A method for multi-spectral image segmentation evaluation based on synthetic images

  • Authors:
  • André R. S. Marçal;Arlete S. Rodrigues

  • Affiliations:
  • Centro de Investigação em Ciências Geo-Espaciais, Faculdade de Ciências, Universidade do Porto, DMA, Rua do Campo Alegre, 687, 4169-007 Porto, Portugal;Centro de Investigação em Ciências Geo-Espaciais, Faculdade de Ciências, Universidade do Porto, DMA, Rua do Campo Alegre, 687, 4169-007 Porto, Portugal

  • Venue:
  • Computers & Geosciences
  • Year:
  • 2009

Quantified Score

Hi-index 0.00

Visualization

Abstract

A general framework for testing the quality of the segmentation of a multi-spectral satellite image is proposed. The method is based on the production of synthetic images with the spectral characteristics of the image pixels extracted from a signature multi-spectral image.

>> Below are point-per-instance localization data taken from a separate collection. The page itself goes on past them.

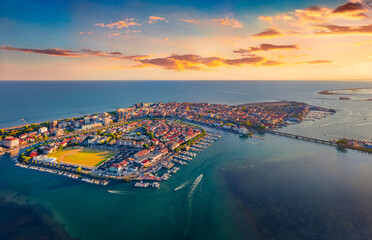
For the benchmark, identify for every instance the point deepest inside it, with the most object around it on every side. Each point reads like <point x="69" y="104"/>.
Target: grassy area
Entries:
<point x="86" y="157"/>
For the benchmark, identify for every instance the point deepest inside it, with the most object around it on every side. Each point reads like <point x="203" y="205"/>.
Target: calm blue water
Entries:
<point x="251" y="189"/>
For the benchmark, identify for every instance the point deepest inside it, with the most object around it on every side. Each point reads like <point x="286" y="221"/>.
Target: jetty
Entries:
<point x="309" y="139"/>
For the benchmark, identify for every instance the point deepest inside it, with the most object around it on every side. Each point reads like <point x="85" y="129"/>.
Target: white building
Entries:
<point x="10" y="142"/>
<point x="43" y="130"/>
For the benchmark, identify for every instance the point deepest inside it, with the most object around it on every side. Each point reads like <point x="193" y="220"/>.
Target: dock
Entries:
<point x="309" y="139"/>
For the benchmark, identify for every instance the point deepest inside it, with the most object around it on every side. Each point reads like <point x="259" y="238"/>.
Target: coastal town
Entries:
<point x="147" y="142"/>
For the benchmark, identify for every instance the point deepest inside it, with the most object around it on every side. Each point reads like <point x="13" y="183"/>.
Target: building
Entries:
<point x="141" y="153"/>
<point x="107" y="121"/>
<point x="86" y="120"/>
<point x="89" y="126"/>
<point x="120" y="114"/>
<point x="53" y="124"/>
<point x="10" y="142"/>
<point x="58" y="132"/>
<point x="118" y="167"/>
<point x="43" y="130"/>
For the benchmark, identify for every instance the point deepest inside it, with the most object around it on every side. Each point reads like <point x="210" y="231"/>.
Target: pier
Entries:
<point x="327" y="142"/>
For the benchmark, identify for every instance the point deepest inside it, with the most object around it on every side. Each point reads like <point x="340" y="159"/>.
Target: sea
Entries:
<point x="239" y="188"/>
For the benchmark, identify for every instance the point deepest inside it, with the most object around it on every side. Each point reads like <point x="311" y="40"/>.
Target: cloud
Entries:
<point x="155" y="19"/>
<point x="362" y="43"/>
<point x="49" y="51"/>
<point x="73" y="53"/>
<point x="343" y="30"/>
<point x="190" y="20"/>
<point x="301" y="22"/>
<point x="195" y="62"/>
<point x="315" y="62"/>
<point x="351" y="10"/>
<point x="266" y="47"/>
<point x="120" y="24"/>
<point x="229" y="22"/>
<point x="268" y="33"/>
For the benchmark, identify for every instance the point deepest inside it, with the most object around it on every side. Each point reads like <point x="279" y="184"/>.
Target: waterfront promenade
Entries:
<point x="327" y="142"/>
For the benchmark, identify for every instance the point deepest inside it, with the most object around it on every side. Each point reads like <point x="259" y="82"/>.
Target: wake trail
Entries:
<point x="190" y="195"/>
<point x="181" y="186"/>
<point x="118" y="192"/>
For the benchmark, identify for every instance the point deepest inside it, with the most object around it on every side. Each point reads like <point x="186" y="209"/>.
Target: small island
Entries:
<point x="147" y="142"/>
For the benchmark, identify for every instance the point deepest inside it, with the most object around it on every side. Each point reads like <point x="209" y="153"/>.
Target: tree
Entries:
<point x="247" y="124"/>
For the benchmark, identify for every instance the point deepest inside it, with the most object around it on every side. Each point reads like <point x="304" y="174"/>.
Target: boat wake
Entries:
<point x="181" y="186"/>
<point x="117" y="192"/>
<point x="190" y="195"/>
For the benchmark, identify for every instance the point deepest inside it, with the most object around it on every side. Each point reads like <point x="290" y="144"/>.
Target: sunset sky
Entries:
<point x="186" y="40"/>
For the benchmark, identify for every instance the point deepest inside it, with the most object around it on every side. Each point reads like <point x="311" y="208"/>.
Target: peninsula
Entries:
<point x="147" y="142"/>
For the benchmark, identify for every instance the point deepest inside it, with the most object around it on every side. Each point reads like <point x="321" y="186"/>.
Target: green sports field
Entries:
<point x="82" y="156"/>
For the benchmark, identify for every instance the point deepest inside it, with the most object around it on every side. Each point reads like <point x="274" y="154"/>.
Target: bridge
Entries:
<point x="327" y="142"/>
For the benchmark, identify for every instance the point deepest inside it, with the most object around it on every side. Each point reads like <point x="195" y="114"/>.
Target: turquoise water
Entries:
<point x="279" y="188"/>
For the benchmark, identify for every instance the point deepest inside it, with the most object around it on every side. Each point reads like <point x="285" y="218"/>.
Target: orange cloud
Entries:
<point x="344" y="30"/>
<point x="154" y="19"/>
<point x="196" y="62"/>
<point x="266" y="47"/>
<point x="268" y="33"/>
<point x="49" y="51"/>
<point x="362" y="43"/>
<point x="351" y="10"/>
<point x="300" y="22"/>
<point x="229" y="22"/>
<point x="190" y="20"/>
<point x="315" y="62"/>
<point x="120" y="24"/>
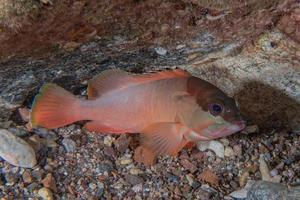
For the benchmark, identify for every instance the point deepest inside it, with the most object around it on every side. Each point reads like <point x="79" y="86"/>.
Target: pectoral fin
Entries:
<point x="164" y="138"/>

The knowledge of the location of objects in the synthetic image provides a reference segmentation, which allows for a quantitative evaluation of the quality provided by a segmentation algorithm. The Hammoude metric and three external similarity indices (Rand, Corrected Rand, and Jaccard) were chosen to perform this evaluation, but other metrics can also be used. The proposed methodology can be used for any type of satellite image (or multi-spectral image), set of land cover types, and segmentation algorithms. A practical application was carried out to illustrate the value of the proposed method. A SPOT satellite image was used to extract the spectral signature of 8 land cover types. Three test images were produced using the 8 land cover classes and two different 5 class sub-sets. The segmentation results provided by a standard algorithm were compared with the reference or expected segmentation. The results clearly indicate that the quality of a segmentation obtained from a multi-spectral image not only depends on the geometric properties of the objects present in the image, but also on their spectral characteristics. The results suggest that a specific evaluation should be carried out for each particular experiment, as the segmentation results are very dependent on the choice of land cover types.